By an overwhelming vote of 34-0, the Massachusetts State Senate voted on January 12 to grant victims of domestic violence up to 15 days of annual leave. The bill is not yet law as it must be approved by the state’s house of representatives and then signed by Governor Deval Patrick. Given the lack of dissent in the Senate, however – one brave Senator did vote “present” in apparent protest, a move that suggests opposition in the House will be hard to come by — the law seems likely to be enacted sometime soon.
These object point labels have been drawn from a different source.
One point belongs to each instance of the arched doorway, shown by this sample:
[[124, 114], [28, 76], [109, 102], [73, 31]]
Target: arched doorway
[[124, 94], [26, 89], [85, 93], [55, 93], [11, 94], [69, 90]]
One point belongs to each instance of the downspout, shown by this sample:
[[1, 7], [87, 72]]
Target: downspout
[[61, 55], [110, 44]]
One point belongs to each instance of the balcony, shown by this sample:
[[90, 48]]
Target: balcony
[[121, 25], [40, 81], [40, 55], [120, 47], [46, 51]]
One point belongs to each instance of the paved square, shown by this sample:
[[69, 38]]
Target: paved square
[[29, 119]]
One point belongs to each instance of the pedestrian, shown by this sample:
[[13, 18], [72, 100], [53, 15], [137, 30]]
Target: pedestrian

In its current form, the domestic violence leave law would apply only to companies with 50 or more employees. This is the same size threshold as applies to the Family and Medical Leave Act (FMLA), a federal law that grants workers up to 12 weeks of leave annually and applies to things like child birth, adoption, and medical conditions. The 15 days of leave for domestic violence victims would be in addition to FMLA’s 60. It could be used to obtain medical attention or counseling, appear at legal proceedings, meet with law enforcement officials, or ”address other issues directly related to the abusive behavior against the employee or family member of the employee.” Any of these provisions or others in the Senate’s bill could be amended after consideration by the House of Representatives.
In any form, the law is bound to raise concerns among large employers and business advocacy groups. Massachusetts already imposes a variety of restrictions on the ways employers treat their workers, and the domestic violence bill may be viewed as piling on. Still, the idea comes in response to a real need, and few would argue against the idea of helping victims, at least conceptually. Indeed, victims of domestic violence and their advocates might also be unhappy with the Senate bill, which clearly will fail to reach the many domestic violence victims who work for small Massachusetts companies. In any event, Massachusetts would not be the first state to grant work leave rights to domestic violence victims. Already, laws in California, Connecticut, Florida and other states grant job protections in this area. Some form of leave law certainly seems appropriate for the Commonwealth now and, with any luck, the legislature will strike a proper balance for our state.